Tell you a story, Harry? Do you like to hear about poor people? Well, jump up into my lap. So;—now look straight into my eyes.
Last night I went to see some poor Italian emigrants. I threaded my way through dirty streets and alleys, and up rickety old staircases, where it was so dark that I had to feel my way, and where I coughed and choked at every step, with the tobacco smoke and bad air.
At last I opened the door of a small room, lighted with one window, where were a dozen persons—men, women and children. Some were seated on straw beds, which were lying upon the floor; some were sitting upon old boxes, and others were looking out the window (as if bewildered) upon the strange scenes in the street below.
Crouched upon the hearth, was a very old woman, with thin, gray locks, toothless gums, and bare bosom. She was stretching out her skinny hands over a few shavings that she had kindled into a blaze; while a little baby lay in a shawl beside her, rubbing its eyes, and crying at the smoke that was every instant puffed into its little face. On the opposite side of the hearth, was a little boy and girl, quite naked to the waist from whence hung a little dirty tunic to their bare knees. A tin pan of raw potatoes lay between them, which they were slicing off with a great knife, and greedily devouring, as if they were half-starved.
Harry, what do you think of that? How should you relish a raw potato for supper? How should you like to come from a warm, sunny country, into a cold, chilly climate, and be obliged to go half-naked because you had no money to buy clothes? How should you like not to be able to understand a word anybody there said to you, or not to be able to make them understand you? How should you like to have your mother, or your father, go wandering round, day after day, making signs to people, to try to get employment, and have to keep giving away one article of their poor clothing after another for a loaf of bread? How should you like to be turned out (even of that miserable room) into the street, some stormy night, by a cruel landlord? How should you like to see your mother sit down on a door step, in the dark, dark night, and droop her weary head upon her bosom and die?
Oh, Harry! all that had happened to the poor little boy and girl who were eating raw potatoes at the hearth. They were poor little orphans, and that old woman was their grandmother. They had all wandered about, from place to place, ever since they left the ship that brought them out.
They were pretty children, with great dark eyes, and curly hair, and such a bright smile when we spoke kindly to them. Their grandmother was all they had now to love; and she, poor woman, couldn't live long to take care of them, for the cold, and exposure, and anxiety, had almost killed her, too.
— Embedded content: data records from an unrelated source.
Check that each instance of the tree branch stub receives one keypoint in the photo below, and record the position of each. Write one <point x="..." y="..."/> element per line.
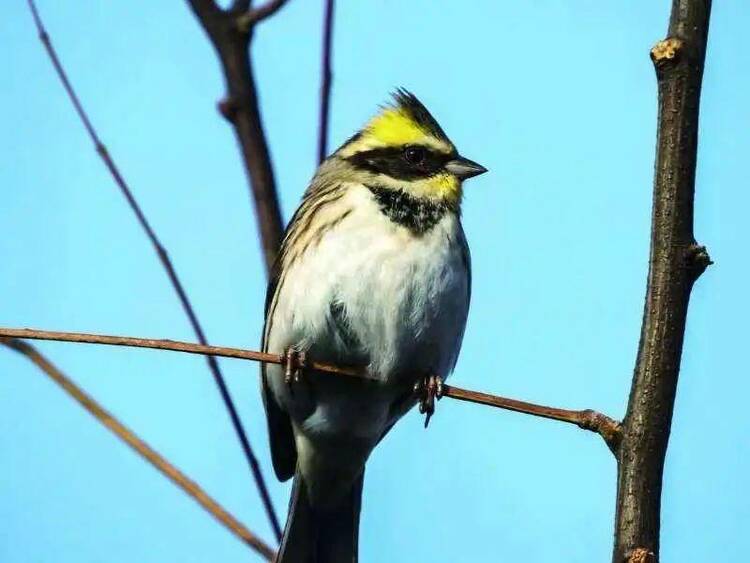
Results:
<point x="675" y="263"/>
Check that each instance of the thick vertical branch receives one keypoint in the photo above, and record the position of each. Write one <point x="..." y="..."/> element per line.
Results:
<point x="676" y="261"/>
<point x="325" y="81"/>
<point x="230" y="32"/>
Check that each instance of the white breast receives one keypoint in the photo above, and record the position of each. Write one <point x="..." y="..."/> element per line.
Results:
<point x="404" y="298"/>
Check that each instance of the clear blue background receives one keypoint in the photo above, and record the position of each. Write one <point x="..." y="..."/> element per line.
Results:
<point x="556" y="98"/>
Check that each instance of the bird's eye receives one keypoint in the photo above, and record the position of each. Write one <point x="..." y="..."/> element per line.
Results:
<point x="415" y="155"/>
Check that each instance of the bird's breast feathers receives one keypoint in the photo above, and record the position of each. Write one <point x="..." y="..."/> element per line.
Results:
<point x="361" y="287"/>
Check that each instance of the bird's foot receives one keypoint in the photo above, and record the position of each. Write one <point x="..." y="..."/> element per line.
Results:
<point x="294" y="362"/>
<point x="429" y="390"/>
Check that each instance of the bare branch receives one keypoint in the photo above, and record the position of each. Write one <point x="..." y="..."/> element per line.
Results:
<point x="247" y="20"/>
<point x="142" y="448"/>
<point x="606" y="427"/>
<point x="325" y="82"/>
<point x="675" y="263"/>
<point x="240" y="108"/>
<point x="207" y="7"/>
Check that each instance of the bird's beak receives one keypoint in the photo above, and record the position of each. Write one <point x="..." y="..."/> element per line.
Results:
<point x="463" y="168"/>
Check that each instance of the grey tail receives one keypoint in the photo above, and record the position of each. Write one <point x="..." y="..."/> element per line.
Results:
<point x="315" y="535"/>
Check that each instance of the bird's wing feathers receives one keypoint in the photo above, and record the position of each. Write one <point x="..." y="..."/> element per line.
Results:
<point x="280" y="432"/>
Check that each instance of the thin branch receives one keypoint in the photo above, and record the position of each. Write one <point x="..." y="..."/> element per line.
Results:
<point x="240" y="108"/>
<point x="163" y="258"/>
<point x="676" y="261"/>
<point x="248" y="19"/>
<point x="142" y="448"/>
<point x="606" y="427"/>
<point x="325" y="81"/>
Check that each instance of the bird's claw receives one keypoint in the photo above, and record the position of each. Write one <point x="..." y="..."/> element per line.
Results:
<point x="429" y="390"/>
<point x="294" y="362"/>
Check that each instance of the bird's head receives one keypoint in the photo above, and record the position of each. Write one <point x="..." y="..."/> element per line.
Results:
<point x="403" y="148"/>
So, she felt very anxious about what would become of little Pietro and Annita, when she was dead; and she kept patting them on the head, as if she was determined to make them as happy as possible while she lived.
Well, do you know, Harry, it struck me that Mrs. ——, who lives in New-York, might like to adopt the little orphans. She has no children of her own, and she loves children. That's why I took her with me to see the poor emigrants last night.
How she did cry when she saw the poor things eating raw potatoes! She turned round to me, and said, "Fanny, I must have those children. I'll take them right home, and I'll ——" then she couldn't stop to tell me the rest, but ran up to the grandmother, and asked her, in Italian, if she might not have Pietro and Annita.